Anhand der Werte ergibt sich ein konkretes Bild des Gesundheits-Zustands des Patienten und seiner Therapie. Dies kann insbesondere dann erheblich relevant sein, wenn es um Leistungen der Krankenversicherung, die Bildung von Risiko-Scores, die Fahr-Eignung, die Berufs-Eignung, den Zugang zu Versicherungen und die Bemessung entsprechender Tarife oder den individuellen Konsum geht. Das Verarbeiten solcher Gesundheits-Daten bringt für die Patienten wie auch für deren Ärzte daher nicht unerhebliche Risiken mit.
Personenbezogene Gesundheits-Daten sind für die Industrie sehr wertvoll und werden teuer gehandelt. Nicht wenige Gesundheits-Apps dienen daher vor allem dazu, solche Daten zu sammeln. Hinter manchem vermeintlich kleinen App-Anbieter verbergen sich tatsächlich finanzstarke Pharma-Unternehmen, die viele Millionen Euro oder US-Dollar in das Geschäftsmodell mit den Daten gepumpt haben.
Man braucht kein Rechengenie zu sein: Wer Apps verschenkt bzw. zu nur geringem Preis verkauft, wird allein dadurch niemals solche Investitionen erwirtschaften können. Das Geld muss also anderweitig verdient werden – und zwar in der Regel mit den Daten der Anwendenden. Die User „bezahlen“ also mit ihren persönlichen Daten. Wenn diese Gesundheits-Informationen dann aber quasi wie eine „Währung“ sind, muss man damit auch etwas anfangen können – denn ansonsten würden sich diese Investitionen nicht rechnen.
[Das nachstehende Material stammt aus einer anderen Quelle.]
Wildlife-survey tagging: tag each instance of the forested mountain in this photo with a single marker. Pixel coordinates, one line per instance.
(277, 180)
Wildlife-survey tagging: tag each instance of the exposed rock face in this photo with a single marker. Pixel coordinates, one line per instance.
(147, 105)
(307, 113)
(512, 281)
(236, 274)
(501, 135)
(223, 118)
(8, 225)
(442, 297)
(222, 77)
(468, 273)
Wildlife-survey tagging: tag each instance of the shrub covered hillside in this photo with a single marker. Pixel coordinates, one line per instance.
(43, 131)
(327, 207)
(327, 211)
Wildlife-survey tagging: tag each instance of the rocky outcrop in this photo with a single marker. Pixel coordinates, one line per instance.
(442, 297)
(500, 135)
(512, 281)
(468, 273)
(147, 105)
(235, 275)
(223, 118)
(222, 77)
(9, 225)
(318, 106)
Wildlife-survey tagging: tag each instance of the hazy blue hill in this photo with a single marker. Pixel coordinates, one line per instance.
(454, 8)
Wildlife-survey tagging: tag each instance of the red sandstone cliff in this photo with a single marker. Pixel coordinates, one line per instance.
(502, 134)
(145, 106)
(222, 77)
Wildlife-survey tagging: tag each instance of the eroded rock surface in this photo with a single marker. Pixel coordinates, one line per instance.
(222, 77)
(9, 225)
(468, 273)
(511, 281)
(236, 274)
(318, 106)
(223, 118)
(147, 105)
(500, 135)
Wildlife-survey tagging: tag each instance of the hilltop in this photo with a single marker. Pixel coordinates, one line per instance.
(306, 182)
Vielen Menschen ist nicht bewusst, dass es einen großen Markt für solche Daten gibt. Banken, Arbeitgeber und Versicherungen können zu fast jeder Person detaillierte Auskünfte und Daten-Sammlungen ankaufen – oft auch bei Unternehmen, die im Ausland sitzen und nicht immer den europäischen Datenschutz-Bestimmungen unterliegen.
Wird beispielsweise einem Versicherungs-Unternehmen bekannt, dass jemand Diabetes hat, und kennt man dazu auch noch die „schlechten“ Werte, dann dürften die Prämien für Risiko-Versicherungen (Unfall, Berufsunfähigkeits-Versicherung, Lebens-Versicherung) wohl deutlich steigen – oder man bekommt erst gar keine solche Versicherung. Auch ist es nicht abwegig, dass die Versicherungs-Prämie fürs Auto höher ausfällt, wenn die Diabetes-Erkrankung des Fahrers bekannt ist.
Sowohl für gesetzlich wie für privat Versicherte gilt: Bei einem „gläsernen Patienten“ kennt man mehr Schwachstellen und es ist einfacher, Leistungen zu verweigern. Wer seine Therapie-Daten dorthin preisgibt, wird mittelfristig daher womöglich mit höheren Beiträgen oder Leistungs-Ausschlüssen rechnen müssen.
Ganz besonders heikel wird es im Zusammenhang mit Verkehrsunfällen: Wenn Menschen bei einem Unfall, der durch eine Unterzuckerung ausgelöst wurde, verletzt oder gar getötet wurden und das Gericht der Auffassung ist, dass der Diabetes-Patient nicht sorgfältig genug war, dann kann man relativ schnell im Gefängnis landen bzw. mit hohen Strafen und Existenz-bedrohenden Kosten belastet werden.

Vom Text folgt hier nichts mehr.